Saving Your Mind, Literally…
Dancing enhances your memory, coordination and focus by giving it an intense workout—leading to stronger synapses and beefed-up gray matter. In a New England Journal of Medicine study they reported that out of 11 physical activities, dancing was the ONLY one that actually lowered dementia risk by a whopping 76 percent. Maybe the question should now be, “May I have this dance? A better question to ask rather than what drug should I take for the beginning symptoms of dementia or any other cognitive disorder?” Just a thought…
The study results showed that dancers are sharper in the short-term and less likely to succumb to debilitating brain diseases of all kinds in the short and long term.
A 2003 study in the New England Journal of Medicine found that ballroom dancing at least twice a week made people less likely to develop or accelerate dementia. It also showed that people with Alzheimer’s disease were able to recall forgotten memories when they dance to music they used to know. Not ambulatory? Try chair-dancing, it’s very therapeutic for those with physical limitations.

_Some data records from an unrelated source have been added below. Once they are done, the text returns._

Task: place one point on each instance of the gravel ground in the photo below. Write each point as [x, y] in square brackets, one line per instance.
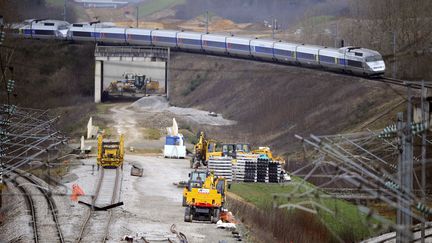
[160, 104]
[16, 226]
[152, 204]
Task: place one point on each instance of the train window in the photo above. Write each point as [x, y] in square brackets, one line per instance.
[308, 56]
[282, 52]
[215, 44]
[264, 49]
[356, 64]
[327, 59]
[164, 39]
[82, 34]
[140, 37]
[374, 58]
[190, 41]
[114, 35]
[43, 32]
[238, 47]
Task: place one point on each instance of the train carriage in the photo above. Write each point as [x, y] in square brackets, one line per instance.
[238, 46]
[165, 38]
[359, 61]
[331, 58]
[189, 41]
[307, 55]
[45, 29]
[110, 35]
[285, 52]
[262, 49]
[214, 43]
[82, 32]
[138, 36]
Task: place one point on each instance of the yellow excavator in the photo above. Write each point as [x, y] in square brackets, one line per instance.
[205, 201]
[267, 151]
[203, 150]
[110, 153]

When non-dancers, and my clients, find out I’ve danced for…more years than I’d like to admit…they want to know what type of dancing should they begin with. That’s a hard question because it depends on individual mobility and rhythm choices—maybe the following will help you get motivated.
Newbies: Line Dancing—The rhythm is generally easy-to-follow, movements are repetitive and easy to catch-on…life in the country lane of line dancing is fun and you don’t need a partner.
Burning Calories: Zumba—The type of dancing you see on television simply scorches the calories but its professional moves at professional speed are NOT for those untrained and out-of-shape. For something similar and more accessible, check out Zumba—the pace is intense but fun and you burn about 250 calories in just 30 minutes…and how can you resist all those beats?
Mood-Booster: Swing—You need a partner to dance swing and the touch factor, along with the high-energy music beat, helps trigger a mood-enhancing hormone called oxytocin—the “happy” hormone.
Strength/Endurance: Pole Dancing—I have to admit I tried it once and almost killed myself. Yes, this is great for toning your lower body and the activity at the pole provides great upper body and arm strength but you have to be in really good shape OR?
Stress-Relief: DANCE—any dance, just get out, find friends who will support your efforts and dance to upbeat music to not only reap the health benefits for your body but also for your mind as camaraderie helps to blow-out that excess stress.
The Way I See It….
If you’re not inclined to exercise or not motivated by that dusty treadmill in the corner, yet motivated to get healthier and fit, dust-off those dancing shoes and kick-up your heels…doctors’ orders!